Treinta segundos de silencio y empieza de nuevo.
– Por favor, quiero tostadas, papi -dice. Tengo que reconocer que puede ser irritante, pero al menos es educada.
– En un minuto -bostezo. Me vuelvo de lado, me tapo con el edredón y encojo el cuerpo para evitar el contacto con sus pies helados-. Deja que sigamos en la cama un poquito más.
Ella está de acuerdo pero no deja de hablar. Y hablar. Y sigue hablando. Cierro los ojos con fuerza y me cubro la cabeza con el edredón.

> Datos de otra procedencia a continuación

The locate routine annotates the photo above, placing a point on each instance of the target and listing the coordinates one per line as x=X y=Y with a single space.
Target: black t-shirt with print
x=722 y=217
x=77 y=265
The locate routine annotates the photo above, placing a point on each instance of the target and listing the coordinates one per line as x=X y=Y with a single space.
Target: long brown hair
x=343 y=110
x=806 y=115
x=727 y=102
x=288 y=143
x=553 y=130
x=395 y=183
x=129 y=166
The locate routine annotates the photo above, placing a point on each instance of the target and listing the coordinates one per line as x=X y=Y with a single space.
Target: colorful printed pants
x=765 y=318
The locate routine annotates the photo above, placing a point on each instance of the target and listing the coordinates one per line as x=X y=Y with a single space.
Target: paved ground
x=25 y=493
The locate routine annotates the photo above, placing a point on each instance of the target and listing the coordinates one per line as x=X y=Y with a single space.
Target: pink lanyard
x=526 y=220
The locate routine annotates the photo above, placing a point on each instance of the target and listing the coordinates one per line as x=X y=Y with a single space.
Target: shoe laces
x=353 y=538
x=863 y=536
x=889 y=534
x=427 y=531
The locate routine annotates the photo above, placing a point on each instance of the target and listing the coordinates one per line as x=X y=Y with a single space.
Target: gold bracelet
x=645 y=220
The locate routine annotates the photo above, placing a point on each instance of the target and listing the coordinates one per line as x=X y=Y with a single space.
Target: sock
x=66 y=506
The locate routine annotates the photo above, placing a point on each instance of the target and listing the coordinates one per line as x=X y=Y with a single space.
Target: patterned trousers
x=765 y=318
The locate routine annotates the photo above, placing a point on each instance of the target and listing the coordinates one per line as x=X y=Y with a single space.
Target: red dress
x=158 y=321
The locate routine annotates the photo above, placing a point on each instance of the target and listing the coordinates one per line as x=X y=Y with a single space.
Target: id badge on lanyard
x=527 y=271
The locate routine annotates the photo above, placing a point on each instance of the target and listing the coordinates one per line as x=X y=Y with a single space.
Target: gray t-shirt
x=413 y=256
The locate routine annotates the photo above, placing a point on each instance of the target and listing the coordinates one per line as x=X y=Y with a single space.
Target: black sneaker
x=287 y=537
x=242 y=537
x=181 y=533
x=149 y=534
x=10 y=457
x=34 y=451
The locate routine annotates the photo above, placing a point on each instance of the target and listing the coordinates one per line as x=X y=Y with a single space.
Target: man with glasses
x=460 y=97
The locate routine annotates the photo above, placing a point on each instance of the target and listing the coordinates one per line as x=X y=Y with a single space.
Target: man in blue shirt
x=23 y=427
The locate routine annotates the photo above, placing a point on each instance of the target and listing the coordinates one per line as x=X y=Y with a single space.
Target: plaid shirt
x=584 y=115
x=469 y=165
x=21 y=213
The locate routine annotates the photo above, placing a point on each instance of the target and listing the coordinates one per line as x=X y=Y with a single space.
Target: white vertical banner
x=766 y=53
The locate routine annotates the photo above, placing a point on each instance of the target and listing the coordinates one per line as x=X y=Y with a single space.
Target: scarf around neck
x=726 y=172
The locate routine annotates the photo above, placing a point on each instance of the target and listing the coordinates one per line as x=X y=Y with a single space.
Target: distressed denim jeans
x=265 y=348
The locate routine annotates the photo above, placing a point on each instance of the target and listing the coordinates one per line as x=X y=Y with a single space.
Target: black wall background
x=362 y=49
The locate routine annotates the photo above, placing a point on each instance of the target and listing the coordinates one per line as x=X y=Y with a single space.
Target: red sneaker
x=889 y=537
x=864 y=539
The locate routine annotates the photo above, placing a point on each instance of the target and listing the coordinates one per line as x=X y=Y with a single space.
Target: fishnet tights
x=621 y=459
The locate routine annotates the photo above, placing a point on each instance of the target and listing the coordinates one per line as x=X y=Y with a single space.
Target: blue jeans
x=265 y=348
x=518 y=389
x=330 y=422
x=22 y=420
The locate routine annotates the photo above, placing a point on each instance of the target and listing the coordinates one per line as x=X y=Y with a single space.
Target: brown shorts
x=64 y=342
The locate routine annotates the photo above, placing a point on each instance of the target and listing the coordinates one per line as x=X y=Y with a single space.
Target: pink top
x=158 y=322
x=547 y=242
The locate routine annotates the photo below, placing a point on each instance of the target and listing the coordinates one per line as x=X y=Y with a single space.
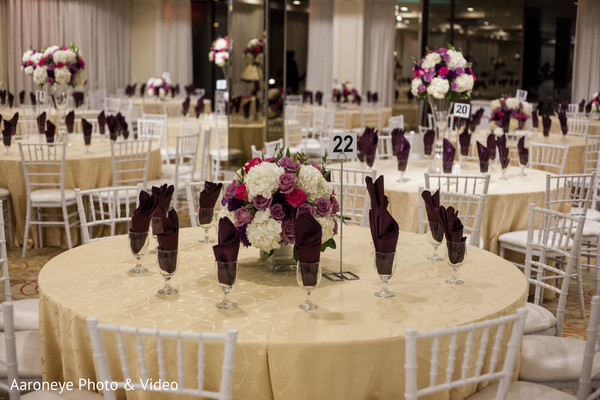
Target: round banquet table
x=506 y=203
x=352 y=347
x=82 y=170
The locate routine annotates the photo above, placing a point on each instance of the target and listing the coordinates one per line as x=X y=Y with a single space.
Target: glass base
x=226 y=304
x=454 y=281
x=308 y=306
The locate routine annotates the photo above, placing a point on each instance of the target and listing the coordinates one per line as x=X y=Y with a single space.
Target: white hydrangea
x=263 y=179
x=64 y=56
x=414 y=86
x=327 y=226
x=431 y=60
x=40 y=75
x=456 y=59
x=62 y=76
x=464 y=82
x=264 y=232
x=311 y=181
x=438 y=88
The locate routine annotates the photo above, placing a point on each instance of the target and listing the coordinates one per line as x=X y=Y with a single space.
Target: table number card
x=342 y=146
x=462 y=110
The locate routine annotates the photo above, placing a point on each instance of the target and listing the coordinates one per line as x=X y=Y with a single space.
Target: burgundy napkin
x=432 y=208
x=308 y=244
x=70 y=121
x=448 y=156
x=101 y=122
x=428 y=139
x=319 y=97
x=464 y=139
x=140 y=221
x=50 y=131
x=185 y=106
x=562 y=118
x=503 y=151
x=87 y=131
x=523 y=152
x=484 y=157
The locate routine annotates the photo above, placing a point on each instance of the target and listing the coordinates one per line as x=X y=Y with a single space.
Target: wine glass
x=167 y=261
x=138 y=243
x=455 y=255
x=435 y=236
x=226 y=277
x=308 y=276
x=205 y=216
x=385 y=265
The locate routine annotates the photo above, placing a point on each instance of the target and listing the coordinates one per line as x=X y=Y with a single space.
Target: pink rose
x=296 y=197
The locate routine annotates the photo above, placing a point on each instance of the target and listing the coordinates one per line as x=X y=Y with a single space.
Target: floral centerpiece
x=519 y=111
x=158 y=87
x=268 y=194
x=55 y=65
x=344 y=92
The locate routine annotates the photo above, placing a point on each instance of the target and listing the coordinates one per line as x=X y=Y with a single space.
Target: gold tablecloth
x=352 y=347
x=84 y=171
x=506 y=204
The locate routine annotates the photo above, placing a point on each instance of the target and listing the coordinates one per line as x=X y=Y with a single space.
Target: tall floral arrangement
x=159 y=87
x=219 y=52
x=268 y=194
x=519 y=111
x=443 y=74
x=55 y=65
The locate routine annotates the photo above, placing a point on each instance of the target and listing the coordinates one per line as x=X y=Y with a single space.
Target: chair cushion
x=51 y=195
x=26 y=315
x=538 y=320
x=551 y=358
x=522 y=391
x=28 y=354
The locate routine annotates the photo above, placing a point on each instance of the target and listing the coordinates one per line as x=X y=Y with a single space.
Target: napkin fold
x=307 y=232
x=428 y=139
x=523 y=152
x=484 y=157
x=448 y=156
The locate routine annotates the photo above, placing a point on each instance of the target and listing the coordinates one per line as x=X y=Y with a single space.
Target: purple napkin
x=523 y=152
x=308 y=244
x=503 y=151
x=185 y=106
x=87 y=131
x=50 y=131
x=432 y=207
x=428 y=139
x=70 y=121
x=101 y=122
x=464 y=139
x=448 y=156
x=484 y=157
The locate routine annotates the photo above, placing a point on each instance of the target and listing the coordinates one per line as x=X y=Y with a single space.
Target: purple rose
x=288 y=164
x=287 y=182
x=305 y=209
x=287 y=231
x=243 y=217
x=277 y=212
x=323 y=206
x=261 y=203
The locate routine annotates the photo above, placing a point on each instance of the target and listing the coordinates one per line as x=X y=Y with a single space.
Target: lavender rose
x=288 y=164
x=287 y=182
x=323 y=206
x=287 y=231
x=261 y=203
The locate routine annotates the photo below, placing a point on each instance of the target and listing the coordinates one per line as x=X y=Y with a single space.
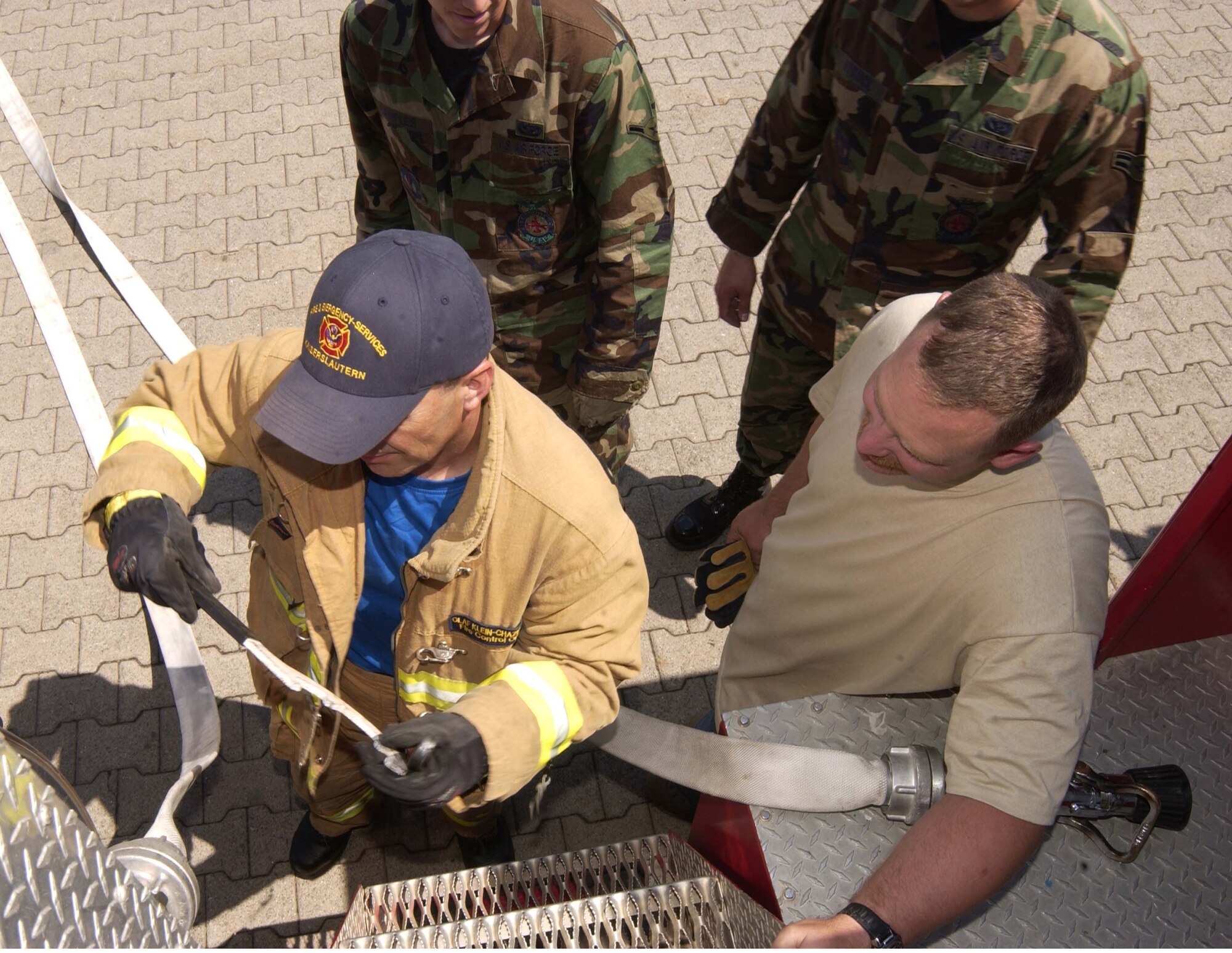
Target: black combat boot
x=497 y=848
x=314 y=853
x=703 y=521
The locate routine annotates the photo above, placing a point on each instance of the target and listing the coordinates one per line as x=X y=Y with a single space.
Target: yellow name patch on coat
x=496 y=636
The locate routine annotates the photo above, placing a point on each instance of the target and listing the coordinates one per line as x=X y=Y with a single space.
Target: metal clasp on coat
x=440 y=653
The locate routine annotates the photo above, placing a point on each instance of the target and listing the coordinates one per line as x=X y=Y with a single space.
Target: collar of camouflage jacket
x=517 y=51
x=1011 y=46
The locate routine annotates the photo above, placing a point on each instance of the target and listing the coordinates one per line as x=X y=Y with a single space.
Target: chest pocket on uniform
x=413 y=145
x=975 y=179
x=530 y=189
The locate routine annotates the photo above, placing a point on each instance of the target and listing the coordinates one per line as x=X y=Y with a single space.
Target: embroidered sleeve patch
x=484 y=633
x=1135 y=166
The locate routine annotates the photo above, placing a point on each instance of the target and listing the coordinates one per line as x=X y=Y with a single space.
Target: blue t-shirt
x=401 y=514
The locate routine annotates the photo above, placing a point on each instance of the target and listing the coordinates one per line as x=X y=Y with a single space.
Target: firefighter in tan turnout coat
x=514 y=621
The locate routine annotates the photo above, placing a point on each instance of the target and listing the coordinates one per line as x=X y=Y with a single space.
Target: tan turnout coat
x=538 y=577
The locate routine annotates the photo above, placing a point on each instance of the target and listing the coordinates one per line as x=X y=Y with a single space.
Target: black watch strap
x=880 y=933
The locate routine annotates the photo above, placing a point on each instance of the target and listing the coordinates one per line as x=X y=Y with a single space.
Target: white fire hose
x=755 y=773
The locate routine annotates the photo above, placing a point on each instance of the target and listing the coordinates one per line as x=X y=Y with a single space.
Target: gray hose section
x=787 y=777
x=195 y=702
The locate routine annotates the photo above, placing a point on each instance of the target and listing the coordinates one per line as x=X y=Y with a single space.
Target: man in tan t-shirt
x=941 y=530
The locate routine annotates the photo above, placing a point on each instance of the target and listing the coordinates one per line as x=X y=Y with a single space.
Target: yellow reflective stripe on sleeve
x=546 y=691
x=352 y=809
x=432 y=690
x=121 y=500
x=163 y=429
x=295 y=611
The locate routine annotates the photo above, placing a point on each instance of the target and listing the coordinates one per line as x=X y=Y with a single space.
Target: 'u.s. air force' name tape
x=484 y=633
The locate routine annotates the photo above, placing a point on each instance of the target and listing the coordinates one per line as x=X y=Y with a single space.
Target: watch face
x=881 y=935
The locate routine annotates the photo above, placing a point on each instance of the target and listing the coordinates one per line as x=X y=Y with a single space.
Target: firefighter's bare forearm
x=958 y=855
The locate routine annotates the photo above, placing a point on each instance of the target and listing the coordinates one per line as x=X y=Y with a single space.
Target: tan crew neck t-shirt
x=881 y=585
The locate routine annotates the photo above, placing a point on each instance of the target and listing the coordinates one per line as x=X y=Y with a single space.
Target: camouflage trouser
x=344 y=800
x=776 y=412
x=543 y=370
x=610 y=442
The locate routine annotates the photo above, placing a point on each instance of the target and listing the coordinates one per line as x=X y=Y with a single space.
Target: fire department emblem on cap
x=537 y=227
x=334 y=338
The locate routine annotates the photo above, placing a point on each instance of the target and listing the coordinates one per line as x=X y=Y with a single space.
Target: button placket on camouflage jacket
x=923 y=171
x=549 y=172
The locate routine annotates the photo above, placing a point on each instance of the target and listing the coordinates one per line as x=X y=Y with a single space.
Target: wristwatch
x=880 y=933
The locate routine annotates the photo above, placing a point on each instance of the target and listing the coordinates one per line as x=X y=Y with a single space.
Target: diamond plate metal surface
x=655 y=892
x=60 y=885
x=1167 y=706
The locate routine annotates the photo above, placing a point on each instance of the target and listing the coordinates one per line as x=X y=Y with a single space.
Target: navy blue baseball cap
x=390 y=318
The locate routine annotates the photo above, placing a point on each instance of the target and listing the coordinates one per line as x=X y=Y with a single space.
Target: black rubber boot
x=497 y=848
x=314 y=853
x=703 y=521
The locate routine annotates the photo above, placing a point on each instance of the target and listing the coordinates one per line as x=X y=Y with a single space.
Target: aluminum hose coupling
x=917 y=781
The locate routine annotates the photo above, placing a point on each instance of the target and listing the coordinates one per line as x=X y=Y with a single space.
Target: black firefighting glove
x=445 y=755
x=151 y=547
x=725 y=574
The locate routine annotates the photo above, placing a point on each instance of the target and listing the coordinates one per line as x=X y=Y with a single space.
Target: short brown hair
x=1010 y=345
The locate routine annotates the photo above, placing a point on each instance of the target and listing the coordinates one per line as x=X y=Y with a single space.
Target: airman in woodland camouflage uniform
x=926 y=138
x=545 y=165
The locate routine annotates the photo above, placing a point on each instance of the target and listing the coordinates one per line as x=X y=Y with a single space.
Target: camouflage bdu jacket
x=549 y=172
x=922 y=172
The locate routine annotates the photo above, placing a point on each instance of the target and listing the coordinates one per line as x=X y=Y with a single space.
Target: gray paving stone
x=50 y=651
x=1169 y=477
x=1124 y=395
x=1138 y=354
x=1191 y=386
x=1218 y=420
x=1187 y=347
x=1143 y=526
x=1117 y=485
x=236 y=906
x=1111 y=441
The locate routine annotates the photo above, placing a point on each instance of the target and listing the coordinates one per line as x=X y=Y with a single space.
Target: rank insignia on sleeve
x=535 y=225
x=484 y=633
x=1135 y=166
x=1000 y=126
x=411 y=184
x=958 y=223
x=529 y=129
x=650 y=132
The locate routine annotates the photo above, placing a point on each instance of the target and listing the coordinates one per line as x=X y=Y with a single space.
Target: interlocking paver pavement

Al menos consigo permanecer veinte minutos más con Ellis en la cama antes de reconocer mi derrota y levantarme. Ahora estoy en la cocina, esperando a que el agua de la tetera hierva. Ambos estamos vestidos y Ellis ya tiene su desayuno, pero sigue hablando sin parar sobre nada en particular. Lizzie sigue en la cama. Ella puede seguir durmiendo pase lo que pase. Ya me gustaría poder hacer lo mismo.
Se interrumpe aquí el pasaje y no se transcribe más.